Transcendent Kingdom, by Yaa Gyasi

cover of "Transcendent Kingdom"
Alfred A. Knopf

I remember reading Yaa Gyasi’s 2016 debut, Homegoing, and being blown away by the book’s ambition. An intergenerational story that crossed oceans and epochs, it stayed with me for years. Gyasi’s latest book, Transcendent Kingdom, uses a narrower lens but is no less gripping. It follows Gifty, a sixth-year doctoral student in neuroscience who is reckoning with her family’s relationship to mental illness, addiction, and abandonment. The work she does in her lab, studying the reward-seeking behavior of mice, channels the grief she still carries about her brother’s death from opioids. Gyasi skillfully moves back and forth between the present day and Gifty’s childhood, richly detailing her characters’ lives and treating these heavy topics with complexity and honesty; in particular, the scenes portraying Gifty’s brother’s addiction are devastating without being emotionally overwrought. Writing a successful follow-up to an impressive debut is difficult, but Gyasi certainly did. — C.S.

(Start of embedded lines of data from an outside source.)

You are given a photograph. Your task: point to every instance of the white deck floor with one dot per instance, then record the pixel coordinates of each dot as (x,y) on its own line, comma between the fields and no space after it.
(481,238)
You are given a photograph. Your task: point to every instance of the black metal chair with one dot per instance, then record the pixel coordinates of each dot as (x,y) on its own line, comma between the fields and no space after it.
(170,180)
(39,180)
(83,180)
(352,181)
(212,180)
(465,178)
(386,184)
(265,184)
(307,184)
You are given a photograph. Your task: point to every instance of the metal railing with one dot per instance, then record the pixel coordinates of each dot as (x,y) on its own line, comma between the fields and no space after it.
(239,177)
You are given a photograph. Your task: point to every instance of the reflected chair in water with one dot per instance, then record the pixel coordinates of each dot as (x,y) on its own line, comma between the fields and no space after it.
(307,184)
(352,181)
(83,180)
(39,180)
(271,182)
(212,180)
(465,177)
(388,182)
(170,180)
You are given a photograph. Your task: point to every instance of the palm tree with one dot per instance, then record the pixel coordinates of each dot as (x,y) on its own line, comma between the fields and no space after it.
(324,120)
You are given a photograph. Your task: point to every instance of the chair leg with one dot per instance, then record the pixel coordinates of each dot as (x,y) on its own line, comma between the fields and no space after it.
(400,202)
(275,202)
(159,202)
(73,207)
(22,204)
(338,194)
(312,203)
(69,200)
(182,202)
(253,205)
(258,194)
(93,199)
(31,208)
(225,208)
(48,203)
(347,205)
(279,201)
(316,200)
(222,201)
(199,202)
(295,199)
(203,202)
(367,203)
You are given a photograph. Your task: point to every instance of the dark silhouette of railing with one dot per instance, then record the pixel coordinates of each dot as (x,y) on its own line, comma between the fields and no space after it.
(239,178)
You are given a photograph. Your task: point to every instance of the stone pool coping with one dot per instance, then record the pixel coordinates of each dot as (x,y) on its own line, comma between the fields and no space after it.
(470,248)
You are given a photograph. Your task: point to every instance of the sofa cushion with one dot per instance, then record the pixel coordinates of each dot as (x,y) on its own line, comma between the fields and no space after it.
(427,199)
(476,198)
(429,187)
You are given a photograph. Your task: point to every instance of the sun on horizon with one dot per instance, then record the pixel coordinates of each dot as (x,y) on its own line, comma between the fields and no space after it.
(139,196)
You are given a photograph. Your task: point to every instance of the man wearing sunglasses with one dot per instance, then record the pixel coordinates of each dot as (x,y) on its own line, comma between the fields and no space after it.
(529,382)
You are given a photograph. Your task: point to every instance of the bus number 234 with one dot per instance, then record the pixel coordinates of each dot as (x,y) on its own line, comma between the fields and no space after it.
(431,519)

Wow, No Thank You, by Samantha Irby

cover of "Wow, No Thank You"
Vintage books

“Imagine if real life had an off switch!” Samantha Irby exclaims toward the end of her essay-length meditation on the joys of having a smartphone. It’s the kind of line Irby deploys to delicious effect throughout her books—at once wistful, snarky, and just a bit morbid. Wow, No Thank You, her most recent collection, reads like a series of confessions; her tone leans acerbic, but these essays on the difficulty of making friends in adulthood or the unmitigated terror of occupying a human body are deeply intimate. The collection weaves together insights about misogyny, racism, and the alluring ills of capitalist pursuits with Irby’s unfailing humor. “Uncreased, unlined foreheads and cheeks are a prerequisite for tricking people into believing you have a good life,” she writes, only to immediately reveal her real objection to Botox: “But life is fucking stressful and too goddamn long, and I am afraid to get needles in my face.” Brisk and inventive in form, Wow, No Thank You is a quarantine book that conjures that most elusive of experiences: idle time spent with a friend, talking about everything and nothing at all. — H.G.